The NEW New American Brunch

We’re in June and Long Island is ready for another one of its famous summers. For many, it’s beach season, but for foodies like us, it’s not just time for sun and sand. It’s time to brunch.

Joining the ranks this year is Honu Kitchen & Cocktails, a sumptuous, sleek and urban New American favorite in Huntington Village known for its consistently delicious dinners and handcrafted cocktails. For the first time ever, this outstanding restaurant has ambitiously introduced brunch in its cavernous space, and my best advice is to get in before word gets out and the seats fill up. After talking to owner Mark Zecher about the menu,  I believe reservations will quickly go from “recommended” to “required.”
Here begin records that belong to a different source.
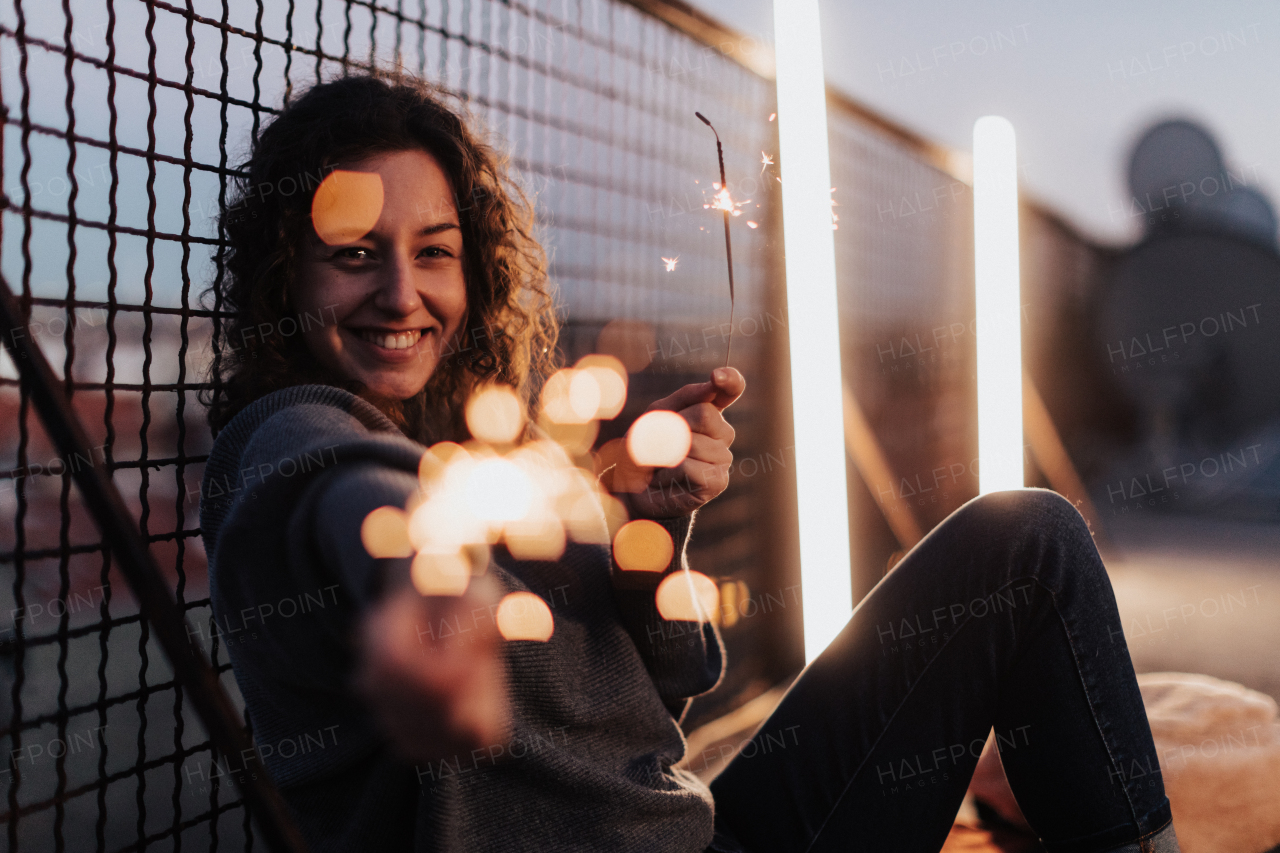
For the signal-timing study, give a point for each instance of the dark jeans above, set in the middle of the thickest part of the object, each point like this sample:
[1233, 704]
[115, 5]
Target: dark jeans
[1002, 616]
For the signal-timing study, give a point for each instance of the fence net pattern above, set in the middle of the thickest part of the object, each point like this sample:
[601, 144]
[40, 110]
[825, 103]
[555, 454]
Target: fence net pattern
[123, 122]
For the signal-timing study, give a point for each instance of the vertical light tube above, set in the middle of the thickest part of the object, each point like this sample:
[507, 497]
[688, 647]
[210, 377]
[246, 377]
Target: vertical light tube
[813, 324]
[999, 305]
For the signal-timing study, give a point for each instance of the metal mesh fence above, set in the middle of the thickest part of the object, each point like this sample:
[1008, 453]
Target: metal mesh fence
[123, 122]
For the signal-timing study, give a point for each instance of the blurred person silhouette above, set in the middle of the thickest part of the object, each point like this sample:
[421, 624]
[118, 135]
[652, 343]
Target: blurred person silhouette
[1185, 318]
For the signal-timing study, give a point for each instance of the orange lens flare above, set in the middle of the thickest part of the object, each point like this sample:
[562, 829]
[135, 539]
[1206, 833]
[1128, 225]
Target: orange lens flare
[688, 596]
[498, 491]
[539, 537]
[440, 574]
[659, 439]
[384, 533]
[643, 546]
[347, 205]
[525, 616]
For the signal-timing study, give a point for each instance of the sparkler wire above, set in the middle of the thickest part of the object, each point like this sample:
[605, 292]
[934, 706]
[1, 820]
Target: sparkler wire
[728, 245]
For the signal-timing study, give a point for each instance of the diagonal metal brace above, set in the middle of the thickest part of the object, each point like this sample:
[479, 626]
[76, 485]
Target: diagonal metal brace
[120, 533]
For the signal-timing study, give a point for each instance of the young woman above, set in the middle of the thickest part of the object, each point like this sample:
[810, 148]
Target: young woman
[394, 721]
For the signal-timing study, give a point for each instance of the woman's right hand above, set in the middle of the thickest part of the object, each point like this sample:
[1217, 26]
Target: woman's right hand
[435, 696]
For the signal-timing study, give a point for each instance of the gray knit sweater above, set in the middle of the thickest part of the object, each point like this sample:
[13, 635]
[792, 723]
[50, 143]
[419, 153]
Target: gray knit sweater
[594, 708]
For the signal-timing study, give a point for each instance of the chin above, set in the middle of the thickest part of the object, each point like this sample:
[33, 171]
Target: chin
[394, 388]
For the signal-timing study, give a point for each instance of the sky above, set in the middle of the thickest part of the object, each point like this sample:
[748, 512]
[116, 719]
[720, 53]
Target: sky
[1079, 81]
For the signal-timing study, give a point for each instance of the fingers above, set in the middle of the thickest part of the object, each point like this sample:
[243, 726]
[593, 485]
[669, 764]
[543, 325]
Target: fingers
[432, 699]
[705, 419]
[708, 450]
[728, 384]
[725, 386]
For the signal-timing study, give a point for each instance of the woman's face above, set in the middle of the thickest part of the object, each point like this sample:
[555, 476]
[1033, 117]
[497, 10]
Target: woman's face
[393, 297]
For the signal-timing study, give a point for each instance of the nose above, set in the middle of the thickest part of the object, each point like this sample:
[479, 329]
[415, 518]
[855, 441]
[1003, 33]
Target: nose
[396, 293]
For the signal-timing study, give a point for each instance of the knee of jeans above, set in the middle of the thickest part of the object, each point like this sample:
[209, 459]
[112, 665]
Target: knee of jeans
[1022, 515]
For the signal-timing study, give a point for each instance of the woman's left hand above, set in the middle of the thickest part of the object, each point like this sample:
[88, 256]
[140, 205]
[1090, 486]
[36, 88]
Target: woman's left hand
[668, 492]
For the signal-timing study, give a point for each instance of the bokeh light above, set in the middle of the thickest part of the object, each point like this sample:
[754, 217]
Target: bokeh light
[498, 491]
[496, 415]
[611, 375]
[384, 533]
[525, 616]
[539, 536]
[440, 574]
[643, 546]
[659, 439]
[688, 596]
[347, 205]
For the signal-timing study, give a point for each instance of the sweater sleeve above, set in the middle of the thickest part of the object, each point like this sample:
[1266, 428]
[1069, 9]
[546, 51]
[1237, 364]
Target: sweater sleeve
[685, 658]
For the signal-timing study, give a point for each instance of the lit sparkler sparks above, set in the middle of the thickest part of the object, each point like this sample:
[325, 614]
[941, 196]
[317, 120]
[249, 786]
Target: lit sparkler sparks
[726, 204]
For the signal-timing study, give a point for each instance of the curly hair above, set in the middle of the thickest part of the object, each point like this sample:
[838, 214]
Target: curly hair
[511, 328]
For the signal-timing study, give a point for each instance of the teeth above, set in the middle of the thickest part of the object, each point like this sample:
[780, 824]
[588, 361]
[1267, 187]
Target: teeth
[394, 341]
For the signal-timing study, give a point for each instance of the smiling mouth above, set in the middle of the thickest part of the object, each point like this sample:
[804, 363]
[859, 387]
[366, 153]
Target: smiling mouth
[391, 340]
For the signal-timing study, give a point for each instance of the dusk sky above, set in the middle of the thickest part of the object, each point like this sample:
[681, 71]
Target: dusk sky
[1079, 81]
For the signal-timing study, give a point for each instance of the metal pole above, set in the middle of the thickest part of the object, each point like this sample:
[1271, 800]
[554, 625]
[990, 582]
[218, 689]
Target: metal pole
[120, 533]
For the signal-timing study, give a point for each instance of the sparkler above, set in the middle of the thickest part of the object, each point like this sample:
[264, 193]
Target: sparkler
[725, 204]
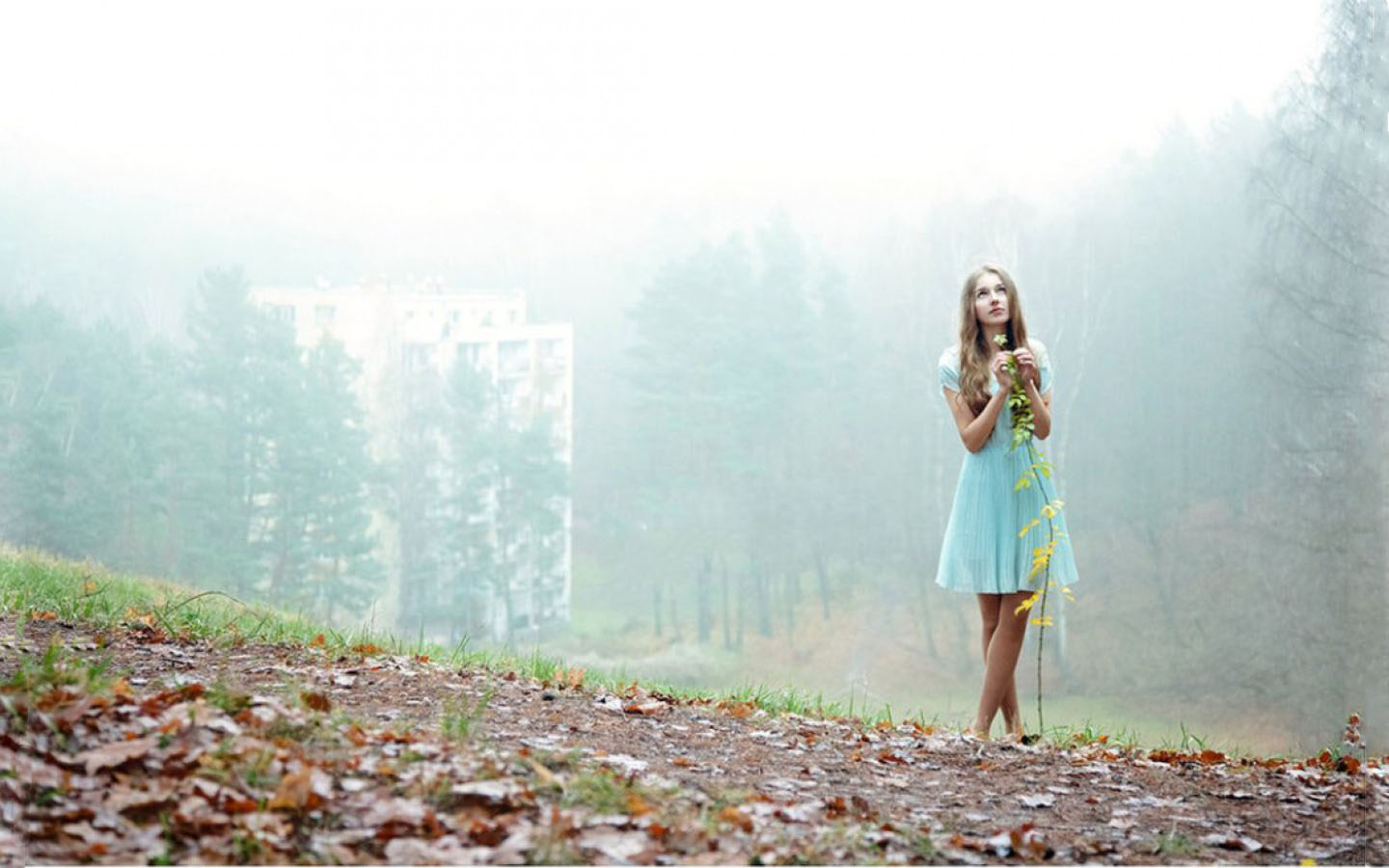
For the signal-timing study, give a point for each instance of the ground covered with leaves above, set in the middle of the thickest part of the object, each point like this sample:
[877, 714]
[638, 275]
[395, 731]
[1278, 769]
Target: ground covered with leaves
[128, 745]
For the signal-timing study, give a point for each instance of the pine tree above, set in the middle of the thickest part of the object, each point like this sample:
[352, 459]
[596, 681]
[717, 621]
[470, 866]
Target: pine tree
[1324, 362]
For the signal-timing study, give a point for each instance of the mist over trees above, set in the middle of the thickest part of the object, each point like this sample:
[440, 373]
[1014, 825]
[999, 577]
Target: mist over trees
[763, 458]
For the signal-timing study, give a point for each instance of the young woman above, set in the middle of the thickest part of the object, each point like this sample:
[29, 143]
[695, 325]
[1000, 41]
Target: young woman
[982, 552]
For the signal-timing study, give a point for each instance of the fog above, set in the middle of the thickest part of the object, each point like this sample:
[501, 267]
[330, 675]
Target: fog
[757, 223]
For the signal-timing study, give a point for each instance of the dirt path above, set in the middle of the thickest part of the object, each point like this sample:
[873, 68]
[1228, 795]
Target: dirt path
[268, 754]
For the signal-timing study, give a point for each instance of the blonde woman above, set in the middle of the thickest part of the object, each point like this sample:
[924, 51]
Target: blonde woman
[982, 552]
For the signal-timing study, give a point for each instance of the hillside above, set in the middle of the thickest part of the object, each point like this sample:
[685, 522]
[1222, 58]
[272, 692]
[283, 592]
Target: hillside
[133, 739]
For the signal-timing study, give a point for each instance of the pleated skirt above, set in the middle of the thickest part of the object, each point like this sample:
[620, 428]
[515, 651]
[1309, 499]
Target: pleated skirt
[982, 550]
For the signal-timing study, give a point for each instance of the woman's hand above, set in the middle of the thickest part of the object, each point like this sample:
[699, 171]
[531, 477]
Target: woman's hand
[1000, 371]
[1026, 366]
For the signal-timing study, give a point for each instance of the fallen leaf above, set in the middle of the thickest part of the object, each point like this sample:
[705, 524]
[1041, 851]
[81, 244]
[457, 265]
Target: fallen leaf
[1041, 800]
[731, 814]
[1233, 842]
[295, 791]
[116, 753]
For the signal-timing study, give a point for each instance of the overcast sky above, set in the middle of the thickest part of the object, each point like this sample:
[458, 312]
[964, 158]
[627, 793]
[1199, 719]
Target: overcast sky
[394, 111]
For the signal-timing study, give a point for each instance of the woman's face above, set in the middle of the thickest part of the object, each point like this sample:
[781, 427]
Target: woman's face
[991, 300]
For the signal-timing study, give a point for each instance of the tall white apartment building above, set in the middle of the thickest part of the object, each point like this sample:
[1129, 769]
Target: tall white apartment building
[400, 331]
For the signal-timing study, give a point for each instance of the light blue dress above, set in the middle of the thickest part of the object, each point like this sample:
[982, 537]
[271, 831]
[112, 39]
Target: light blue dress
[982, 552]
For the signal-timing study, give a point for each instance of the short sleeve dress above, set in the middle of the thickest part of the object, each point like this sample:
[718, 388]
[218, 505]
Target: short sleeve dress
[982, 552]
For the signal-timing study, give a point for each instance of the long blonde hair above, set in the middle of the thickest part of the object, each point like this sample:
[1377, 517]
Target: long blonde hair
[974, 353]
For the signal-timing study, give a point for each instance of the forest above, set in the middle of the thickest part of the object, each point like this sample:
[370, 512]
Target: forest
[763, 461]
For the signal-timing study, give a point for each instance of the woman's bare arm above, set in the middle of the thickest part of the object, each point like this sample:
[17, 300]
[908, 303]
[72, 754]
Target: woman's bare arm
[975, 429]
[1041, 410]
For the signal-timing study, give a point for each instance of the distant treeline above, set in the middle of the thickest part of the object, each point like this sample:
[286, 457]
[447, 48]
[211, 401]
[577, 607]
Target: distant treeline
[243, 463]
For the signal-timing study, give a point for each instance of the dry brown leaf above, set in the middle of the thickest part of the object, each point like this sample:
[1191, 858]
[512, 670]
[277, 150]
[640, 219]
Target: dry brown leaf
[738, 710]
[116, 753]
[731, 814]
[647, 707]
[296, 792]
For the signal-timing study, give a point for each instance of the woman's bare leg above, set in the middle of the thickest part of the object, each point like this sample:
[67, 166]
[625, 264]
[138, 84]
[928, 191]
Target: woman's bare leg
[1003, 643]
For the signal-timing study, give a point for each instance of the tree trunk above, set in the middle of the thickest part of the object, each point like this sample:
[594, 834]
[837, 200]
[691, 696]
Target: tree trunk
[656, 605]
[823, 580]
[728, 612]
[704, 600]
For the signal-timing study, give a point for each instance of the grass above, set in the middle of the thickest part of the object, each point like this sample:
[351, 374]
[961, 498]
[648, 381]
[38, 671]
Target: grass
[38, 584]
[59, 668]
[1174, 846]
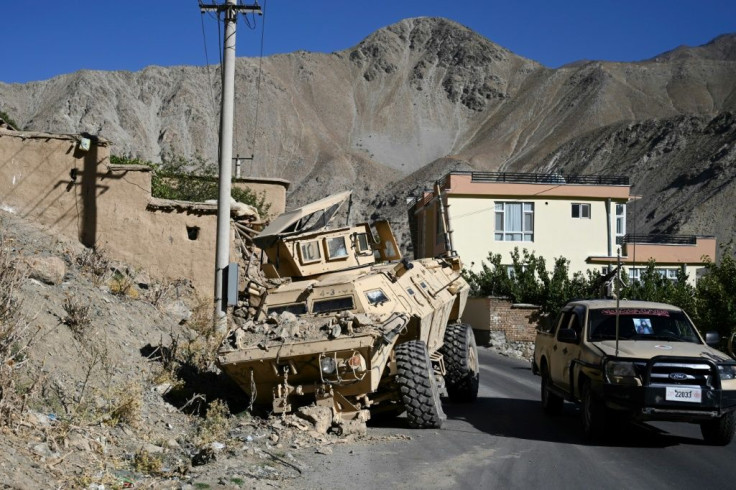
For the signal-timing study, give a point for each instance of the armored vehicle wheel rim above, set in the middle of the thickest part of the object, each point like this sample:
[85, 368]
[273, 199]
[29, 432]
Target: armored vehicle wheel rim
[418, 386]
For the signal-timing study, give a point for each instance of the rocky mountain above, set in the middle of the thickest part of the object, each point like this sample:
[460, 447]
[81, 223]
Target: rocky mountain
[389, 115]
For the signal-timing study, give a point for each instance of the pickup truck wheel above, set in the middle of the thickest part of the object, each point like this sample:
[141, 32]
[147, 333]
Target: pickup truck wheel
[593, 414]
[418, 386]
[551, 402]
[461, 361]
[719, 432]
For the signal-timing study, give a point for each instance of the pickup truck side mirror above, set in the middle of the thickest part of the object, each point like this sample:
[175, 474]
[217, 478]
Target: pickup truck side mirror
[568, 336]
[712, 338]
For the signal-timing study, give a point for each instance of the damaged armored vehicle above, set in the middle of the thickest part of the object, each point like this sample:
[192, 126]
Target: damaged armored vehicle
[345, 322]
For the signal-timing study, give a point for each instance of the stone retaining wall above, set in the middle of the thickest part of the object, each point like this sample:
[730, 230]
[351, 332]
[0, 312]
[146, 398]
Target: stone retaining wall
[508, 327]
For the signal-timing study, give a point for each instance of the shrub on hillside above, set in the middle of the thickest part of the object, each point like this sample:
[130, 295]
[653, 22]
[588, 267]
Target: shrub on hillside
[179, 179]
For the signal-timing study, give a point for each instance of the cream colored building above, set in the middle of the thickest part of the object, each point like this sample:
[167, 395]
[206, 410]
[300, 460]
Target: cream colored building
[581, 218]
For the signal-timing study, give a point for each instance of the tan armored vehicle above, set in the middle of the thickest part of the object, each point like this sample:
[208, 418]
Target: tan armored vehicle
[347, 323]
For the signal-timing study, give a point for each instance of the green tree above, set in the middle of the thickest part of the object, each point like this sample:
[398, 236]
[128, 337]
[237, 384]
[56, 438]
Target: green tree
[715, 298]
[653, 286]
[531, 282]
[4, 116]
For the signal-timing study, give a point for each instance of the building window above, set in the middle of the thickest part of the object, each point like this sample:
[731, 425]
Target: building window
[515, 221]
[670, 274]
[581, 211]
[635, 274]
[620, 219]
[192, 232]
[438, 226]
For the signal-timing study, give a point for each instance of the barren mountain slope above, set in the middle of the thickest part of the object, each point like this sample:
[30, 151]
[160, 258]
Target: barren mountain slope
[364, 118]
[684, 169]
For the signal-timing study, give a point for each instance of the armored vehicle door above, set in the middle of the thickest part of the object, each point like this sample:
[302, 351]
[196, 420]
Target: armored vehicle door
[387, 247]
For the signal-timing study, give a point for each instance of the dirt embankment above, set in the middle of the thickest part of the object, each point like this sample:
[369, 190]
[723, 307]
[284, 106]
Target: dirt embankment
[108, 380]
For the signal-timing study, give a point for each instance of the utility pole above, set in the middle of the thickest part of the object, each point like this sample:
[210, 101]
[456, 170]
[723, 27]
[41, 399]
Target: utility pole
[222, 258]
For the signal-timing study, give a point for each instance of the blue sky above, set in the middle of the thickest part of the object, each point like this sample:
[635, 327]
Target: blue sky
[45, 38]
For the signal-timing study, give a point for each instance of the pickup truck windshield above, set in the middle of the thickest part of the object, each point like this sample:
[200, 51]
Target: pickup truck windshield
[641, 324]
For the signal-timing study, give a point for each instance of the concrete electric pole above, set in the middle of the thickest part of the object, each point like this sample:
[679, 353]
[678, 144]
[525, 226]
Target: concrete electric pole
[222, 258]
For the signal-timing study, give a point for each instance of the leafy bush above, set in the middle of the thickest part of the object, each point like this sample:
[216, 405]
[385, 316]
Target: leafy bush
[715, 296]
[179, 179]
[4, 116]
[529, 281]
[712, 304]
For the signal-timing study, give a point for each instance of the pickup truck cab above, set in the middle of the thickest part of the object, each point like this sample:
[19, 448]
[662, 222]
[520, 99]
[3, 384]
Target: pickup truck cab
[641, 359]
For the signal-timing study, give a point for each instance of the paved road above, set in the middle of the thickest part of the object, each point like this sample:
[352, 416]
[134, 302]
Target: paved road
[505, 441]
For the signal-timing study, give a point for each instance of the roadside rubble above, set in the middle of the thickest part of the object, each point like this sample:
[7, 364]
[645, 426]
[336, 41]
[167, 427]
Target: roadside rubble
[108, 412]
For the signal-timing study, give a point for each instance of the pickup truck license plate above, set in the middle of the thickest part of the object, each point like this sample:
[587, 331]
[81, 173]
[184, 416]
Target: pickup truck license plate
[677, 394]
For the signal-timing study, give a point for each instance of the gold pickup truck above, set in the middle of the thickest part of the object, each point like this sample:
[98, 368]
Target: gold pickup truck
[640, 359]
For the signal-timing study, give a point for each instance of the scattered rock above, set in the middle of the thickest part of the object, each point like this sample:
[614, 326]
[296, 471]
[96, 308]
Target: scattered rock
[49, 270]
[320, 417]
Chef Robert Flaherty, who has anchored the restaurant since before Zecher took the helm five years ago, spins classic dishes to Honu’s exacting standards. For instance, the omelet technique was refined until each came out a bright yellow with no trace of browning. Another rule: the eggs must be perfectly poached, the yolks beautifully viscous after your fork breaks through the immaculately set virgin whites; the inexplicable satisfaction they offer exceeds a present of an entire sheet of bubble wrap.

Small details make creative offerings much more exceptional. With three orders of eggs Benedict on the table, the six flawlessly executed eggs were impressive and only the start of what were two truly outstanding entrees.

The Maine Lobster Benedict is a luxurious choice, a whole and generous lobster tail cunningly split between two oversized English muffins, each on a hefty bed of wilted baby spinach. Hollandaise that would please Julia Child herself tops it all, and flavorful home fries with plenty of peppers ground the dish. At $18, this full plate is a bargain, well accented by the $5 house mimosa or Bellini. An upgrade to the Bellini 75 specialty cocktail — inspired by the French 75 and made with house made lemon- and thyme-infused simple syrup, lemonade and Prosecco — brings the entire meal to new indulgence.

Another highly successful update of a classic is the Southwestern Eggs Benedict, where griddled slices of country ham and the signature poached eggs are draped in a subtly smoky, earthy ancho chili hollandaise. Highly satisfying, it’s even better with The Chesapeake Bloody Mary, the first place winner for the Long Island portion of NYC’s Bloody Mary Mix Down Championship, was created by Honu’s George Bein and served with Old Bay-spiced shrimp. Diners who prefer to stick to the regional theme, the South of the Border Bloody Mary wows with Tanteo jalapeño tequila and an chili-tortilla rim. For value, the $5 house Bloody Mary can’t be beat.

Sweet teeth will be hard-pressed to choose between the French Texas toast, stuffed with cream cheese and fresh blueberries and the banana pancakes with caramelized bananas folded right into the batter. Both are served with real Vermont maple syrup and a light fruit salad. To top it all off, summery desserts such as a lemon crème brulee topped with fresh blueberries, and a sinfully good gooey chocolate and coconut bread pudding — one of the finest I’ve had outside of the Deep South — can seal the meal on a sugar-high note.

Of course, favorites like the pumpkin ravioli, toasted gnocchi, a variety of salads, and the raved-about burgers are also on the diverse menu. These specials change seasonally, but should stay the same for the remainder of the brunch season, which ends on September 20.